Snapshots got to snaphots
and Releases go to internal
automatically with the release plug in. You do have to configure the scm plug in as well, but that is just a few lines of configuration that you only have to touch once as well.
This is what it looks like for git, we are using Gitorious as our git Repository Manager
<scm>
<connection>scm:git:git://gitorious.mycompany.com:myproject/myproject.git</connection>
<developerConnection>scm:git:ssh://git@gitorious.mycompany.com/myproject/myproject.git</developerConnection>
<url>http://gitorious.mycompany.com/myproject/myproject</url>
</scm>
An old desktop computer running Linux can handle repository duties like this for a development team without having to involve procurement and IT.
I think the best solution in your case would be to setup an internal repository. There is no need to setup whole Nexus at first. Any simple webserver will be sufficient or shared folder somewhere.
Check the Maven DOC on howto set up an internal repository.

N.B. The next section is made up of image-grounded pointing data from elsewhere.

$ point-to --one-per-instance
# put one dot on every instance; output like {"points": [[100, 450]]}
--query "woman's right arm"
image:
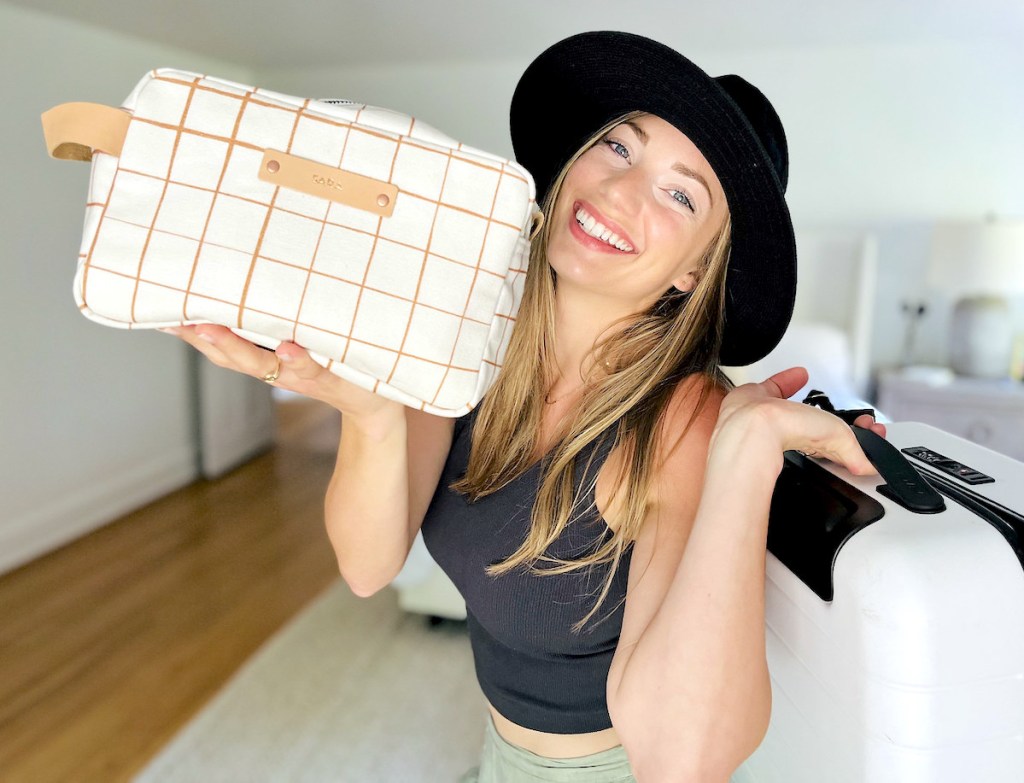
{"points": [[389, 459]]}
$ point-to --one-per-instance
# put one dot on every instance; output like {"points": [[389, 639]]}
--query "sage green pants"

I have not used this in real life, but it seems to be working: simply stick a repository layout inside your source tree (using install:install-file, I suppose) and and check it in. Use a entry to point to that repo. pom like so:
<?xml version="1.0" encoding="utf-8"?>
<project>
<modelVersion>4.0.0</modelVersion>
<name>Depending project</name>
<groupId>com.example</groupId>
<artifactId>dependent</artifactId>
<version>0.9</version>
<packaging>jar</packaging>
<dependencies>
<dependency>
<groupId>com.example</groupId>
<artifactId>dependency</artifactId>
<version>0.9.3</version>
<type>jar</type>
</dependency>
</dependencies>
<repositories>
<repository>
<id>project-specific-deps</id>
<name>project-specific-deps</name>
<url>file:///${basedir}/repo</url>
</repository>
</repositories>
</project>
Example tree like so:
.
|-- pom.xml
|-- repo
| `-- com
| `-- example
| `--dependency
| |-- 0.9.3
| | |-- dependency-0.9.3.jar
| | |-- dependency-0.9.3.jar.md5
| | |-- dependency-0.9.3.jar.sha1
| | |-- dependency-0.9.3.pom
| | |-- dependency-0.9.3.pom.md5
| | `-- dependency-0.9.3.pom.sha1
| |-- maven-metadata.xml
| |-- maven-metadata.xml.md5
| `-- maven-metadata.xml.sha1
|-- src
| `-- main
| `-- java
| `-- com
| `-- example
| `-- dependent
| `-- Foobar.java
How does that sound?
For completeness:
$ mvn -version
Apache Maven 2.2.1 (rdebian-4)
Java version: 1.6.0_20
Java home: /usr/lib/jvm/java-6-sun-1.6.0.20/jre
Default locale: sv_SE, platform encoding: ISO-8859-1
OS name: "linux" version: "2.6.32-3-686" arch: "i386" Family: "unix"
There are lots of good answers here already, and you should strongly consider setting up a repository manager such as Archiva for your group as it'll provide other benefits both now and over time.
However, to directly answer your question, here is a pattern for storing dependencies in version control with Maven: http://brettporter.wordpress.com/2009/06/10/a-maven-friendly-pattern-for-storing-dependencies-in-version-control/
Please keep in mind the caveat that it limits the project to being used self-contained itself - if you start wanting to share it as a dependency for other Maven projects you'll still need a repository set up.